Client not starting and hangs after setting temporary directory in dask config

Hello,

I’m pretty new to dask. I’m working with an insanely large dataset (with lots of texts). I need to manipulate the text and when I launch the process, it goes to such an extent that I get a warning that /tmp is full and dask cannot spill over. After searching around, I found out that I can set the dask worker space to a custom directory using dask.config.set(temporary_directory=/path/to/custom/dir). My scratch space is much bigger than /tmp so I created a folder there and set the temporary directory to that. However, now, the client is not starting and just hangs. Specifically, client = Client(n_workers=32) just hangs. A new folder called dask-worker-space is created in my custom location. How do I rectify this?

Thanks.

Hi @sudarshan85, welcome to this forum!

I’m not able to reproduce your problem. Using the following call on my local laptop:

import dask
from dask.distributed import Client
dask.config.set(temporary_directory='/home/guillaume/dask_tmp')
client = Client(n_workers=32)
future = client.submit(lambda x: x+1, 10)
future.result()

works just fine.

This is what you expect, this folder is used by workers to spill over.

By reading this, I imagine you’re on some kind of HPC cluster? On those, the shared space might be not the best place to use for worker spilling, as it is often a shared file system, which can be inefficient for lots of small IOs. In your case, it might not work for file locking, and that could be the problem?

Anyway, I think the best way to go would be to address the problem your stating in the first place:

Spilling is bad in general, you want to avoid this. Depending on your workflow, Dask should be able to stream over your data to avoid loading it all at once. Could you share an example of your code so that we see if we can optimize it?

Thank you for your reply. Let me give a summary of my task which might help answer some questions.

I work with medical data, specifically mental health notes (I can’t share examples of the exact data or show output that might contain sensitive information). Each mental health note has a note type it belongs to. However, nearly 40+% of the notes don’t have a type (or is categorized as missing). My task is to try to build a classifier on the labeled notes and try to classify the notes that don’t have a type.

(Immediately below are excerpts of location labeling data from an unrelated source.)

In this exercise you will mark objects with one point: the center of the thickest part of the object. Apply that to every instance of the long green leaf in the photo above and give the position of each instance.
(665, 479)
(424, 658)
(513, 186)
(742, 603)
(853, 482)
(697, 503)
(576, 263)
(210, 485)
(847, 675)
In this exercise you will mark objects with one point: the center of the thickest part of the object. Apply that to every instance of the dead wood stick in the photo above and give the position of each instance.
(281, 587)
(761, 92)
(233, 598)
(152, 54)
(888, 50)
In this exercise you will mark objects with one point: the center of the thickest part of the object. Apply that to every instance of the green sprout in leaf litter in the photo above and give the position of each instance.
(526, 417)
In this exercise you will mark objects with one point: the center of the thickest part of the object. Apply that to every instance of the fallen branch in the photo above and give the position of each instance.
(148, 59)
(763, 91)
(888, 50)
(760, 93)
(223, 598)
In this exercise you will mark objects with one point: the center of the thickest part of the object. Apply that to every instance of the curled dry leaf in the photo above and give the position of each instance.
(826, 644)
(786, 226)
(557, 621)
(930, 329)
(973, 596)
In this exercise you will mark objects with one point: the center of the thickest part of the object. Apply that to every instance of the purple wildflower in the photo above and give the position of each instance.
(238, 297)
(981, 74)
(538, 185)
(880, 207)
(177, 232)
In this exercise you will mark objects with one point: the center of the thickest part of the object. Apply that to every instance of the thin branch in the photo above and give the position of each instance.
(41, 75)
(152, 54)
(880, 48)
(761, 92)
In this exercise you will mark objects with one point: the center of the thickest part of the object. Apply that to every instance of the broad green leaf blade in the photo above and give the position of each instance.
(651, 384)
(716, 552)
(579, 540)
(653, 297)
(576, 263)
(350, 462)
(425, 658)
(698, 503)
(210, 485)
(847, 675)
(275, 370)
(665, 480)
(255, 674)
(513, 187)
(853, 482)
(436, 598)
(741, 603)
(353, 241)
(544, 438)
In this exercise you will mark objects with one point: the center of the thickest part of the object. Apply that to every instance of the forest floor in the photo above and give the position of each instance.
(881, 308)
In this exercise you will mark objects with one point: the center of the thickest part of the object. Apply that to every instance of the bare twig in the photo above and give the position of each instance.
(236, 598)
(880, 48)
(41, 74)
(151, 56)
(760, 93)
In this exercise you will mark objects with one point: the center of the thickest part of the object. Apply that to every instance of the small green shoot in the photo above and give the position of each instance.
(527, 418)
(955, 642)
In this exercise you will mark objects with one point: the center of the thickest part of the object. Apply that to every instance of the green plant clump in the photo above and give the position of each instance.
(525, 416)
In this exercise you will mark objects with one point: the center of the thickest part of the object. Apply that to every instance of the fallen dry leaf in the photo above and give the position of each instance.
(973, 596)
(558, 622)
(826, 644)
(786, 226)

I’m working with 3 years worth of data (2020, 2021, 2022). The data was taken from a database using Spark and is save as parquet files. Specifically, the parent folder contains a folder for each year, and each year folder contains a folder for each month. Within each of these folders are multiple parquet that was spit out by Spark. Thus the folder structure is: data_dir/year/month/*. The total size of the entire data is 1.3TB. The data saved contains patient id, document id, entry date, note type, and the note itself.

The boxes are provisioned for us and from POV it appears as a single machine. Details of the box:

CPU Cores: 64
Memory: 1TB
GPUs: 2x V100S with 32GB each

Clearly, if with compressed parquet format the size of the data is 1.3TB, it can’t fit into memory on this machine, hence I turned to dask. The goal is to load all the data, do some EDA and preprocessing, write the processed data to disk, then move on to modeling.

This is the code I have so far (very minimal):

import dask
import dask.dataframe as dd
from dask.distributed import Client

client = Client(n_workers=32)
notes_df = dd.read_parquet(data_dir)
print(notes.npartitions)

Without setting custom temp directory this code runs in 30.4 seconds and reads in all the parquet partitions to a total of 51075. However, when I set the custom temp directory dask.config.set(temporary_directory=project_dir), it just hangs. Specifically, the line client = Client(n_workers=32) just hangs. I think you are write about this being a distributed file system and thats why this is painfully slow (or even hanging).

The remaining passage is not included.